Вот так и эти ребята — в два часа ночи, как журавли. И почти все — парами. Только я пришла одна. Никто не проводил до калитки: боятся Шамраевых кулаков. Где-то далеко за лесами светает. И гул… и шум… и журав-ли…
22/VI. Я вчера уснула — головой на дневнике. Но как это было давно! И вот снова ночь. Но теперь уже война. Я проспала вчера до полудня. Мама растолкала: «Война!» Я выбежала на улицу. И первая — эта Надька из девятого: «Ты слышала? Теперь уже не надо будет сдавать физику!..» Вот дурища… А впрочем, она так плакала из-за этой переэкзаменовки. И весь день у всех на языке одно слово… И никто ничего не понимает. Откуда? Зачем? И совсем не так, как в кино и в песнях по радио. Совсем, совсем не так… Значит, вчера на рассвете это были совсем не журавли… Конечно, откуда они взялись бы летом! И зачем я уснула?!.. Наши ребята видели их на рассвете. Только никто не понял, что это война… Летело на восток много самолетов вдоль железной дороги — и все…»
Майор Зуев отложил тетрадь, снял нагар с плошки и прислушался… Тишина. Память быстро навеяла воспоминания о том проклятом первом дне, который стал рубежом эпохи. В Москве. Но он сделал над собой усилие и погасил свои воспоминания… Стал дальше перелистывать страницу за страницей. «Ну, тут все известно, почти все так же, — в унисон… Чего-то не понимала девочка. Растерялись, видно, у нас тут, в Подвышкове. Да и мы ведь тоже… Чего там…»

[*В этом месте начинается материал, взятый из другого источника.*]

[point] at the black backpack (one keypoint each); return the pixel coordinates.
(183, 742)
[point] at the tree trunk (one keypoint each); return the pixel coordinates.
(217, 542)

Рассеянно и ревниво он листал страницу за страницей дневниковые записи Зойки. Все эти смятенные думы когда-то дорогого и понятного человека были отгорожены от него сегодняшним душевным состоянием и четырьмя кровавыми годами. И то, что пережила Зойка в первые дни войны, как-то не затрагивало его внимания. Над ним довлело другое: «Что же с тобой стало?.. Что ты?.. И когда же… когда?» Пробежав глазами десяток листочков бегло и безразлично, Зуев вдруг с маху остановился.
«12 июля 1941 г. Кончилась эта пытка… Неразбериха и безделье. Совершенно противоположные слухи, разговоры, радио и газеты… От всего этого можно сойти с ума. Когда остаюсь одна — рву на себе волосы и кусаю губы. Но сегодня все кончилось… Едем на окопы. Куда? Не сказали, но едут все наши. Мальчишки, которые еще не призваны в армию, все девчонки и много стариков. Собираюсь. Проходят мимо окон ребята и поют песню… Теперь я и родина — одно.